You agree to cooperate in good faith with 7NOW and the arbitration provider to implement such a batch approach or other similar approach to provide for an efficient resolution of claims, including the payment of single filing and administrative fees for batches of claims. Any disagreement between the parties as to whether the batch arbitration procedure applies or as to the process or procedure for batching shall be resolved by a procedural arbitrator appointed by NAM. The batch arbitration procedure set forth herein shall in no way be interpreted as authorizing class arbitration of any kind. We reserve our right to raise unique defenses as to each claimant in connection with this process, and you reserve all rights to raise unique claims, facts, and defenses in connection with your claims. While NAM shall batch the claims for organizational purposes, it shall not consolidate them for decision on the merits and shall decide each case on the merits individually. If your demand for arbitration is included in the Mass Filing, your claims will remain tolled until your demand for arbitration is decided, withdrawn, or is settled. The parties agree that the batching procedure is integral to the arbitration agreement insofar as it applies to a Mass Filing. If the batching procedure is found to be invalid, unenforceable, or illegal, then the entire agreement to arbitrate shall be null and void, and neither you nor 7NOW shall be entitled to arbitrate and claim that is part of the Mass Filing.
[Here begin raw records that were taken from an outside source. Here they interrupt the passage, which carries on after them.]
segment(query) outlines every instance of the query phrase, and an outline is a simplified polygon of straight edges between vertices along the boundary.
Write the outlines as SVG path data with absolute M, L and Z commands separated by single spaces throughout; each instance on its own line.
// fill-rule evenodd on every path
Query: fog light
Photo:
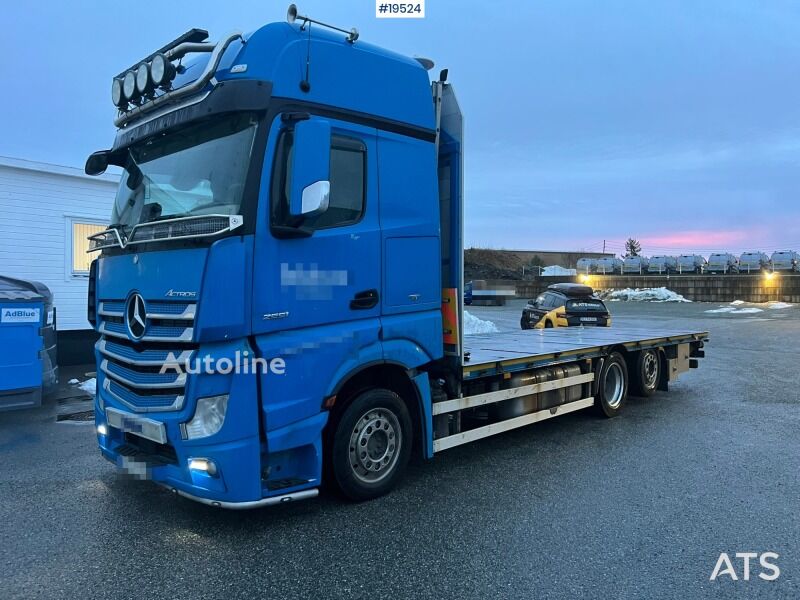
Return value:
M 198 438 L 214 435 L 225 423 L 225 413 L 228 410 L 228 395 L 200 398 L 194 411 L 192 420 L 181 424 L 183 438 L 196 440 Z
M 217 475 L 217 465 L 214 463 L 213 460 L 209 460 L 207 458 L 190 458 L 189 470 L 208 473 L 212 477 L 215 477 Z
You have the right to opt out of binding arbitration within thirty (30) days of the date you first accepted the terms of this Section 14 by providing notice of such opt-opt to 7NOW in accordance with these Terms. In order to be effective, the opt-out notice must include your full name and clearly indicate your intent to opt out of binding arbitration. BY OPTING OUT OF BINDING ARBITRATION, YOU ARE AGREEING TO RESOLVE DISPUTES ON AN INDIVIDUAL BASIS IN A COURT LOCATED IN DALLAS, TEXAS. YOU AND 7NOW AGREE THAT, TO THE FULLEST EXTENT PERMITTED BY LAW, EACH PARTY MAY BRING CLAIMS (WHETHER IN COURT OR ARBITRATION) ONLY IN AN INDIVIDUAL CAPACITY AND AGREE NOT TO PARTICIPATE IN ANY CLAIM AGAINST THE OTHER AS A PLAINTIFF, CLAIMANT, OR CLASS MEMBER IN ANY CLASS, COLLECTIVE, CONSOLIDATED, PRIVATE ATTORNEY GENERAL, OR REPRESENTATIVE PROCEEDING.

Notwithstanding the foregoing, 7NOW may immediately seek any interim or preliminary injunctive relief from any court of competent jurisdiction, as necessary to protect its rights or property (including intellectual property rights).